HOW TO CITE THIS BRANCH ENTRY (MLA format)

published June 2012

Favret, Mary A. “The Napoleonic Wars.” BRANCH: Britain, Representation and Nineteenth-Century History. Ed. Dino Franco Felluga. Extension of Romanticism and Victorianism on the Net. Web. [Here, add your last date of access to BRANCH].

WORKS CITED

Chandler, James. England in 1819: The Politics of Literary Culture and the Case of Romantic Historicism. Chicago: Chicago UP, 1999.

Shaw, Philip. Waterloo and the Romantic Imagination. Houndmill: Palgrave, 2004.


ENDNOTES

[1] Beethoven’s “Wellington’s Victory, or the Battle of Vittoria” (1813) commemorated a recent British victory in Spain; it too has been performed with live cannon, though cannon were not part of the original composition.

[2] Tchaikovsky conducted his “1812 Overture” to great acclaim at the opening concert of Carnegie Hall in map iconNew York City in May of 1891, despite the fact that “1812” had less triumphal associations in the United States. Nevertheless six months earlier, in December 1890, the U.S. military had fought its last major battle (some call it a massacre) against the native nations at the Battle of Wounded Knee.

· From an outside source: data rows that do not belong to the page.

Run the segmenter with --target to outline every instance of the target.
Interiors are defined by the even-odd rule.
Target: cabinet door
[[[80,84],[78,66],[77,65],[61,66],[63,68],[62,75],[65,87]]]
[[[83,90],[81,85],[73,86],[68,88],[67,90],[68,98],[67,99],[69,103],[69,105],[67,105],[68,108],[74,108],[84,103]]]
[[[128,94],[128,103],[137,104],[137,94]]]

[3] Marx makes the famous statement that history repeats itself “first as tragedy, then as farce” in his Eighteenth Brumaire of Louis Napoleon (1852), written after Louis Napoleon, nephew of Napoleon Bonaparte, tried to replicate in 1851 the 1799 coup d’état by his uncle. An online version of the text is available at http://www.gutenberg.org/files/1346/1346-h/1346-h.htm.

[4]  The references to past warfare range widely, and these are but a small sampling.  The Battle of Blenheim  (also known as the Second Battle of Blenheim) took place in 1704 during the War of Spanish Succession. Joan of Arc’s battles with the British took place in the mid 15th century, during the Hundred Years’ War. Burns commemorates the Battle of Bannockburn, in 1314. In “The Pass of Killcranky,” Wordsworth recalls a moment from the first Jacobite uprising in 1689, where the Scots defeated the British under William of Orange; but it was a pyrrhic victory, which in the end sped the Scots’ downfall. ”To the Men of Kent” refers to a tradition that the men of this region were not defeated at the time of the Norman invasion (11th century). In his “Prophecy,” addressed to the German nation-states, Wordsworth invokes Arminius, the leader of a coalition of German chieftains who had defeated the invading Romans in the first century A.D.

[5] Among the significant innovations to dating that shape this period, of course, is the introduction of the revolutionary calendar in France, with its renaming of the months of the year and its announcement of the first year of the Republic as the Year 1.

[6] Launched by British efforts to curtail the United States, a nominally neutral nation, from trading with France, the drive to war in North America was exacerbated by the British practice of impressing sailors (some of whom were deserters from the British navy) from U.S. ships and by the American power grab in the north, invading Canadian territory.

[7] Or nightmare. The phrase, “les Cent Jours,” was first used to welcome back to Paris King Louis XVIII, after Napoleon’s final defeat and exile.